Jessica Soga, 24, stylist
At Charlie and Sam‘s free wine and cheese table, we overheard someone recommending Duane Reade as a place to shop. “After a few wears, they turn out the same,” we heard, referring to the futility of expensive stockings vs. the drugstore alternative. Intrigued, we turned to find Jessica, who impressed us with her simple, classic style—especially her ivory top trimmed with full-length fringe. “Sale. Sale. Necklace at a yard sale. Sale,” says the 24-year-old fashion and photography stylist, gesturing to her outfit, piece by piece.
She lauds the economic downturn as a boon for bargain-minded shoppers. “Everywhere is trying to get rid of stuff,” she says, describing the neighborhood as a haven of clearances and going-out-of-business sales. When Otte closed its Brooklyn branch, she scored a $600 vest from super-hot Alexander Wang—for 80 bucks.
Caroline Geys, 29, painter
Dipping her brush into her paints as we talk, Caroline was wearing a selectively daring palette: cyan stockings with a fire-engine-red belt on her filmy black dress. The Miami girl arrived in Brooklyn only for the evening, which she spent putting her designs on tights, the rainbow-colored pile of finished pieces slowly growing. She buys them all from welovecolors, a 12-employee company that offers simple styles in every hue. “They’ve really hit on the formula for color,” she says, “and tights are only $12.”
Another thriftorian, Caroline says her belt wasn’t necessarily her best find ($2). That was a pair of knee-high, black pleather boots for $5. Long-lasting shoes are a staple, but Caroline will scrimp on anything from mascara to dresses, but not her food (it’s organic).
Adrienne Pratt, 26, fashion assistant
We enter the last shop of the night [Jumelle], and find ourselves in a gallery where many people wore simple pieces with little else. Adrienne wove through the crowd in a studded vest, two Oxford tops with skinny jeans and heels. We should have guessed that she worked there. She’s the assistant—not a high-roller—so she knows mixing up a few choice pieces is the key to a seemingly endless wardrobe.

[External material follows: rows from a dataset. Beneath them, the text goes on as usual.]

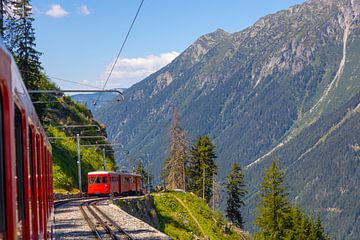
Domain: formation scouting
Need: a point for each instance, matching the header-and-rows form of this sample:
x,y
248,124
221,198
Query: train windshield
x,y
95,180
2,176
104,179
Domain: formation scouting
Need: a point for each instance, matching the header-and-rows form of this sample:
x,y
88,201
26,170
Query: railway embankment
x,y
142,208
180,216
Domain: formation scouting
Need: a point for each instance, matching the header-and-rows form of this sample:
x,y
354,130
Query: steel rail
x,y
89,222
101,221
124,234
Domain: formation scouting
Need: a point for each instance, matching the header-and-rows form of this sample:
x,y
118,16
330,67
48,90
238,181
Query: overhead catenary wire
x,y
64,80
121,48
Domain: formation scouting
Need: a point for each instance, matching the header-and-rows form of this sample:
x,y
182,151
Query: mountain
x,y
289,85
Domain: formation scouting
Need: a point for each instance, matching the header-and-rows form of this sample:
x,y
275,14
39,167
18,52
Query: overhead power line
x,y
121,48
70,81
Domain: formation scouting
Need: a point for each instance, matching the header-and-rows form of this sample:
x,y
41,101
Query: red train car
x,y
26,199
117,183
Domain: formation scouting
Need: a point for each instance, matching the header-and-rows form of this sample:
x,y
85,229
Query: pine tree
x,y
174,167
146,176
274,209
20,39
202,167
235,195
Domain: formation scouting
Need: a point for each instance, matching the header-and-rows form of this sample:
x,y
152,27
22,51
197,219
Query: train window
x,y
104,179
92,180
19,166
2,175
98,180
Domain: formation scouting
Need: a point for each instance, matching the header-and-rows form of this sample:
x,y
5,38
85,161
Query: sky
x,y
80,39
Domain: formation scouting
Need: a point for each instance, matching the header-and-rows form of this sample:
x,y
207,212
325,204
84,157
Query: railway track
x,y
102,226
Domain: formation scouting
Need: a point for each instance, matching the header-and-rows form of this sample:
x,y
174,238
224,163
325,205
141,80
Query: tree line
x,y
193,169
16,29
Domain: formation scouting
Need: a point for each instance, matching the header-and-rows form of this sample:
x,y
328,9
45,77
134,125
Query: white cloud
x,y
129,71
84,10
56,11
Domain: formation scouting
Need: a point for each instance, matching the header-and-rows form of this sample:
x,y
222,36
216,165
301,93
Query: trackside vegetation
x,y
56,111
186,216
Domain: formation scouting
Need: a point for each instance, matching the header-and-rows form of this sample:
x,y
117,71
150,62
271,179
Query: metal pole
x,y
148,174
213,193
79,162
204,182
1,18
104,159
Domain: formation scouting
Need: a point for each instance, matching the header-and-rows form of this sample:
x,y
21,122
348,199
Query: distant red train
x,y
116,183
26,190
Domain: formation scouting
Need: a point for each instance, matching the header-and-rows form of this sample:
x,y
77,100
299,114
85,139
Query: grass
x,y
194,218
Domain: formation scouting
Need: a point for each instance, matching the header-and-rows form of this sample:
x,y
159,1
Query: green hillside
x,y
185,216
273,87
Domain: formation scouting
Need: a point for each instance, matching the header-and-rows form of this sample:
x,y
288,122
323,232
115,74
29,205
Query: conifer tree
x,y
174,167
20,39
202,167
235,188
317,230
274,209
146,176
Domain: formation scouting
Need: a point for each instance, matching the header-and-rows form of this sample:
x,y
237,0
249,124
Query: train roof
x,y
116,173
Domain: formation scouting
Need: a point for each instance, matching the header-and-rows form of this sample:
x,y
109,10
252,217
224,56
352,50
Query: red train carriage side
x,y
129,183
105,183
102,183
26,202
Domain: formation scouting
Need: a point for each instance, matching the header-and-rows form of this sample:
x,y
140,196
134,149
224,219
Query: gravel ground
x,y
133,226
70,223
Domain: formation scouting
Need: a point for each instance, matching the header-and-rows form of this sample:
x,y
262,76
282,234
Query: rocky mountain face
x,y
289,84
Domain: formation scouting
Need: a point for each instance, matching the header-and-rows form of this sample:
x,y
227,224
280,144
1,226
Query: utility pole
x,y
1,18
104,159
79,162
148,177
203,182
213,192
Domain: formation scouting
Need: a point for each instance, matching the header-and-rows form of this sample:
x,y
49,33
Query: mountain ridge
x,y
251,91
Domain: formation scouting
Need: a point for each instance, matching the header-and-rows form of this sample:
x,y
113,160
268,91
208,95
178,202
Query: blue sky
x,y
80,39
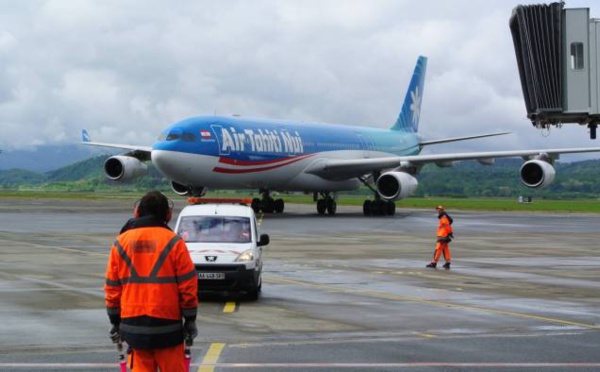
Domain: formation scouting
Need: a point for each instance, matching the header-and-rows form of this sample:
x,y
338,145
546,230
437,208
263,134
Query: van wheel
x,y
255,292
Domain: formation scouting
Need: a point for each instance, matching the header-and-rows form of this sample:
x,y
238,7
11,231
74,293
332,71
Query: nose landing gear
x,y
325,203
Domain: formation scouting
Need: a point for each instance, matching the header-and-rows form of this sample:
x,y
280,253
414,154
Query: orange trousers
x,y
170,359
441,247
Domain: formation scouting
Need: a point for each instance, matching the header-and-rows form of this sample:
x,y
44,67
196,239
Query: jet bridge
x,y
558,56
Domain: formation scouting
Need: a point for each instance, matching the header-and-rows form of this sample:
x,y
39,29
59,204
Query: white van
x,y
225,245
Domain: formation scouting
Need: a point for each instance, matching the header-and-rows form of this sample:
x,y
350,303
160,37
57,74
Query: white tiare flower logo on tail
x,y
415,106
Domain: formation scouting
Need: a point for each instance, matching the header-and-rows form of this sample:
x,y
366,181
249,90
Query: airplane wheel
x,y
279,205
269,206
331,207
321,206
391,208
367,208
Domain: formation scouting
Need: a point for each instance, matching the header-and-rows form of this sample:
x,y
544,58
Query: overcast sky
x,y
127,69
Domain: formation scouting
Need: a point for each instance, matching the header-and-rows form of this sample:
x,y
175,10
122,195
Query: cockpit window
x,y
188,137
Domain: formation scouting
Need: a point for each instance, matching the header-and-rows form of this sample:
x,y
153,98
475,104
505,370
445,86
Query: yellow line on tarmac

“If you love everything you’ve got,” she says, “it’s so much easier to match.” She recommends adding a steady rotation of Hanes white crewneck T-shirts as a low-investment must-have. “They’re all you need,” she says, before launching into an excited rave, listing almost every outfit as a potential beneficiary for a simple, white T- under fancy tops or throw-on sweaters, whether it’s the sole shirt or just an element.
Joanna Baum, 35, designer
We found Joanna at her show at the Bedford Avenue incarnation of Sir, Jessica’s boutique that’s been sparkling on Atlantic Avenue since 2002. She’s a Brooklyn classic—as is the dress she’s wearing. Joanna stresses timelessness, favoring style that transcend trends. At a half-dozen stores on both coasts, she sells seasonal collections and along with perennials like her simple silk dresses that ooze glamour, for less than $500 (if only we had the cash…).
Jessica had yards of glittering advice for us: strings of rhinestones, chains, and beads. Paired with a versatile dress, she sees necklaces as this season’s go-to: drape them, knot them, layer them. The cheapest item in her own outfit was her neckwear, mostly just lengths of rhinestones she picked up for $10 at a jewelry supply store and threw on. “I wanted to make something out of it, I just didn’t have time.” Proof you don’t have to be excessively crafty to be stylish—even if you can crank a Singer like Joanna.